De la gloire à la précarité. Annie Philippe, qui a côtoyé les sommets des hit-parades dans les années 1960 avec notamment son adaptation française de Baby Love des Supremes et son tube Ticket de quai, vendu à plus d’un million d’exemplaires, traverse aujourd’hui des moments difficiles, rapporte Le Parisien .
Âgée de 79 ans, elle vit dans un 65 m2 avec une terrasse de 50 m2 face au Bois de Boulogne, mais n’en paie plus le loyer depuis septembre 2021. Une situation qui excède son propriétaire. Il estime avoir déjà perdu 210 000 € de loyers impayés.
75 € de retraite
Annie Philippe fait valoir sa situation. L’ex-star affirme ne toucher que 75 € de retraite, auxquels s’ajoutent 750 € d’aides sociales. Elle explique cette situation par sa naïveté dans la gestion de sa carrière.

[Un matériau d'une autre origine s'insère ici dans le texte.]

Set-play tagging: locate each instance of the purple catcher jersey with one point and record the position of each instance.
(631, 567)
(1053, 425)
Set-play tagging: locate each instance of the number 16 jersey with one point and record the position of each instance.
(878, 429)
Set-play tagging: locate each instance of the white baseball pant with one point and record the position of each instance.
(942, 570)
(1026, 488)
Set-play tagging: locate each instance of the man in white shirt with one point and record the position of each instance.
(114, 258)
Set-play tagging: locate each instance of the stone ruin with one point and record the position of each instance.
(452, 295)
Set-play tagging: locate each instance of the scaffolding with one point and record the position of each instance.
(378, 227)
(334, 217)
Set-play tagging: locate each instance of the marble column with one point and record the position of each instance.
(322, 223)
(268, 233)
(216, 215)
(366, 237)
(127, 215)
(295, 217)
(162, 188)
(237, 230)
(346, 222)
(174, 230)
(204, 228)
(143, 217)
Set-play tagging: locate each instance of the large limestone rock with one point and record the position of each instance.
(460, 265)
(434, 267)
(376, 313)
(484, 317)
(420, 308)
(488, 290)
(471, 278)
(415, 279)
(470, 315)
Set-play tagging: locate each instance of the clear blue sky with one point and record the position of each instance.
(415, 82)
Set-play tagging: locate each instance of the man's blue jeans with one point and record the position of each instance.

Elle reconnaît qu’elle ne paie plus le loyer de l’appartement qu’elle occupe depuis 1985. Elle estime que le propriétaire aurait dû la reloger au moment du rachat de l’appartement en 2005.

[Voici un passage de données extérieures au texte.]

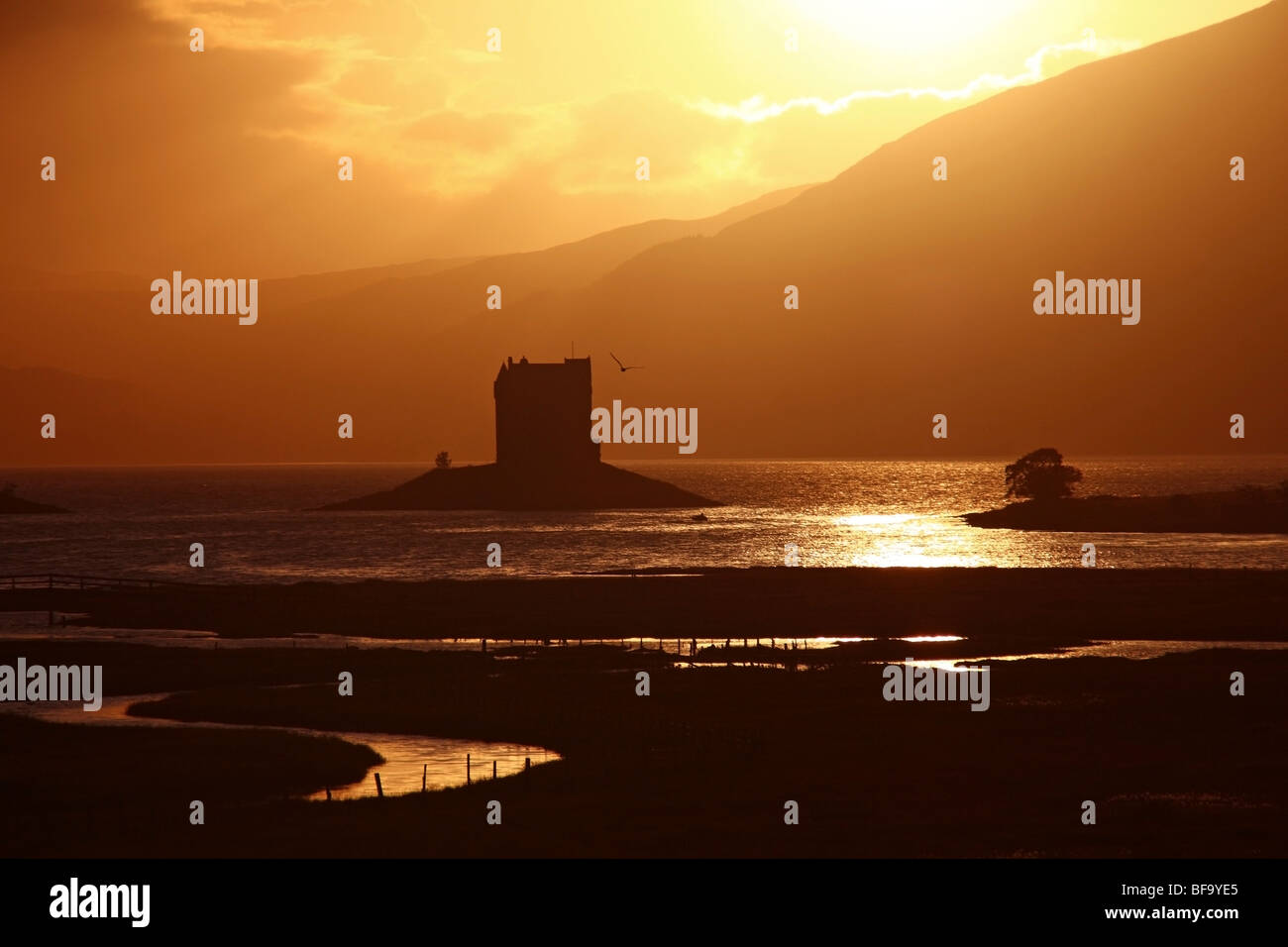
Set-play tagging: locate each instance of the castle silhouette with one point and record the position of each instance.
(545, 458)
(542, 414)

La septuagénaire a déjà été condamnée en 2023 à verser 52 000 € d’arriérés (après un effacement partiel de la dette via un dossier de surendettement), mais le propriétaire ne voit pas l’argent venir. Cela fait quatre fois qu’il est débouté par le tribunal de proximité pour un vice de forme sur le commandement de payer.
Le 3 mars 2026, il s’est posté devant l’appartement avec une banderole pour réclamer son bien, qu’un voisin lui a rapidement demandé de retirer.
Le propriétaire est prêt à renoncer à recouvrer les impayés en échange d’un jugement d’expulsion qui permettrait à Annie Philippe d’accéder à un logement social. Son avocate redoute que l’âge de la locataire ne complique l’exécution d’une telle décision.